Systemic lupus erythematosus (SLE) is a chronic autoimmune disorder that is characterized by aberrant immunoglobulin (Ig) production, notably pathogenic autoantibodies, and is associated with prevalent hypertension, renal injury, and cardiovascular disease. Recent studies by our laboratory have shown that chronic B cell depletion with anti-CD20 monoclonal antibody reduces autoantibody production and prevents the development of hypertension in an experimental female mouse model of SLE (NZBWF1). However, the treatment was only effective when administered before the onset of autoantibody production. Because long-lived plasma cells produce the majority of serum Ig and are the primary source of autoantibodies in SLE, we hypothesized that depletion of plasma cells using the proteasome inhibitor bortezomib would lower autoantibody production and attenuate hypertension. Thirty week old female NZBWF1 and control (NZW) mice were injected i.v. with vehicle (0.9% saline) or bortezomib (0.75 mg/kg) twice weekly for four weeks. Percentages of CD138 + intracellular-κ light chain + plasma cells in the bone marrow were lower in bortezomib treated SLE mice compared to vehicle-treated SLE mice (1.7±0.19% vs. 0.95±0.18%, p<0.05), as assessed by flow cytometry. Total plasma IgG was higher in SLE mice as compared to control mice (5.02±1.2 mg/mL vs. 2.88±0.78, p<0.05), and were lower in SLE mice treated with bortezomib (1.5±0.5 mg/mL, p<0.05 vs. SLE-vehicle). In addition, bortezomib treatment reduced circulating anti-dsDNA IgG levels in SLE mice (OD450 1.36±0.25 vs. 0.44±0.11 p<0.01).

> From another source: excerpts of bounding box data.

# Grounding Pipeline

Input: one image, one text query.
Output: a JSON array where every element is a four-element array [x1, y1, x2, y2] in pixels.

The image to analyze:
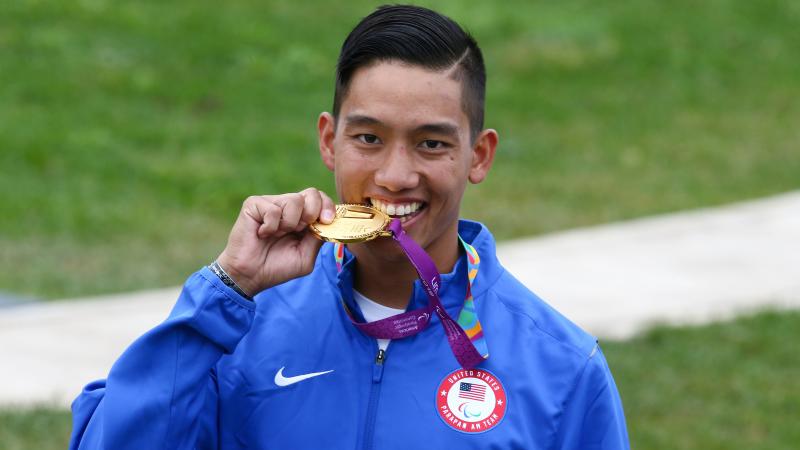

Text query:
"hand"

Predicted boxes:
[[217, 188, 336, 296]]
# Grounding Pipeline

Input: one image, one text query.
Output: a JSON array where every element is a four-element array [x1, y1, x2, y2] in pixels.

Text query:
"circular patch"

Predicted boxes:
[[436, 369, 507, 433]]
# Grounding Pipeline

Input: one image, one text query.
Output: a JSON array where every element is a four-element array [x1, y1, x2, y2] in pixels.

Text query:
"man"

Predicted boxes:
[[71, 6, 628, 449]]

Urinary albumin excretion, an indicator of glomerular injury, was increased in SLE mice as compared to control mice (16.8±10.1 vs. 0.015±0.002 mg/day, p<0.05) and was lower in SLE mice treated with bortezomib (0.24±00.16 mg/day, p<0.05 vs. SLE-vehicle). Mean arterial pressure (MAP; mmHg) measured in conscious mice by carotid artery catheter was higher in SLE mice than in control mice (142±5 vs. 118±3, p<0.001). MAP was significantly lower in SLE mice treated with bortezomib when compared to vehicle treated mice (119±4 vs. 142±5, p<0.001). These data suggest that production of autoantibodies by plasma cells in SLE mechanistically contribute to the pathogenesis of hypertension.